The PM faces an authority drain over the next five years

David Cameron will need to contain things quickly if the jockeying for position isn’t to undermine his authority

Cameron Eoin


‘There’s nothing to see here.’

That was the sentiment behind defence secretary Michael Fallon’s efforts to bat off questions about the leadership of the Conservative Party during his interview on Sky News this morning. The prime minister is, he said, only half way through a 10-year term of office.

Technically this is correct; but the reality, as Tony Blair before him discovered, is that the moment David Cameron outlined his plans to vacate Downing Street his authority began to wane.

Sure, it was only ‘chatter’ in the bars and coffee shops around Manchester this year, but make no mistake, as the years progress conference after conference will become ever more concerned with who the next leader will be.
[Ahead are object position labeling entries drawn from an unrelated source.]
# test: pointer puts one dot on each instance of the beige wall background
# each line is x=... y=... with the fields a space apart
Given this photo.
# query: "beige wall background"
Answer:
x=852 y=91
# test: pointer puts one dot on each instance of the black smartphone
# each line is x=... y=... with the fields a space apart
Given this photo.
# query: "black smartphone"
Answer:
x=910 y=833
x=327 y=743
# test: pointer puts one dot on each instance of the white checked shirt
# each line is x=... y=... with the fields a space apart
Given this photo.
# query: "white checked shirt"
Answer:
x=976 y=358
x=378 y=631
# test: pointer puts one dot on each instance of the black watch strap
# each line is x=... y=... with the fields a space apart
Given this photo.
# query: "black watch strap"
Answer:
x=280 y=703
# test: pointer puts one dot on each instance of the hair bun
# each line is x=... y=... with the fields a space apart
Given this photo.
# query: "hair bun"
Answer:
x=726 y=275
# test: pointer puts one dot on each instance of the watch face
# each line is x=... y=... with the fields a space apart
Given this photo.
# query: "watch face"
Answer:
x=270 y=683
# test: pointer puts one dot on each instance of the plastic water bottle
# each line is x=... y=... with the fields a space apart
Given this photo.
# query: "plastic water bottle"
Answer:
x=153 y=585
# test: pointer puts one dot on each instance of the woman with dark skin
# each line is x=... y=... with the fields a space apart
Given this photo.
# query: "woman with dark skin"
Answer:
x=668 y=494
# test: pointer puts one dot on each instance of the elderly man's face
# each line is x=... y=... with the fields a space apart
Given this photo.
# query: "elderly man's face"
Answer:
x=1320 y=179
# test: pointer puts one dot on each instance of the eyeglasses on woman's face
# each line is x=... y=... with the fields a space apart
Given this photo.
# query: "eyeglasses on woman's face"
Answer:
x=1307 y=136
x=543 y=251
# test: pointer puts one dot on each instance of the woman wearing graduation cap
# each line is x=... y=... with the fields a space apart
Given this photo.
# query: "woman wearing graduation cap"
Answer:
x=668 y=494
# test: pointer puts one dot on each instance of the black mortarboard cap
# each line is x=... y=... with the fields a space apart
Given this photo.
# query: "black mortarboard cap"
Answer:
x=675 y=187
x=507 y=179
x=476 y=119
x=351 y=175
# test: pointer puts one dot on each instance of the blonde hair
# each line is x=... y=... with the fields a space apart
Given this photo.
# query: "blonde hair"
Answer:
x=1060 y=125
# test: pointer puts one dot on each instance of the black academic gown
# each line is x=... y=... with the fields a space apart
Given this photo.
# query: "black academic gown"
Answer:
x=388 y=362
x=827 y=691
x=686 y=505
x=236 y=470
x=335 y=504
And by 2017, the likely year of the referendum on EU membership, the Conservative Party will be split at the same time as chatter about the next leader will reach fever pitch.

Meanwhile yesterday’s man David Cameron will be trying desperately to hold his party together as every day sees a little bit more of his authority evaporate.

And so just months after they won the election, this year’s gathering of the Conservative faithful fired the starting gun on what realistically looks set, at this stage anyway, to be a three-way contest between George, Theresa and Boris.

An assessment of the polling so far indicates that the Conservative members may have the kind of choice Labour faced over the Summer – vote for who they want or vote for the person the public likes the most.

According to Ipsos Mori, among Conservative ‘supporters’ the chancellor currently leads the race, supported by 32 per cent of those polled, followed by Boris Johnson on 29 per cent and Theresa May on 18 per cent.

But things get much more interesting when the views of the population as a whole are taken into account. This shows that Boris Johnson is leading the race among the general public, supported by 27 per cent followed by Theresa May on 17 per cent. George Osborne trails in third on 15 per cent.

Does any of this matter at this stage in the parliament? Possibly not, but it does show that for all the efforts to contain it, the jockeying for position is clearly on and David Cameron will need to contain things quickly if it isn’t to undermine his authority.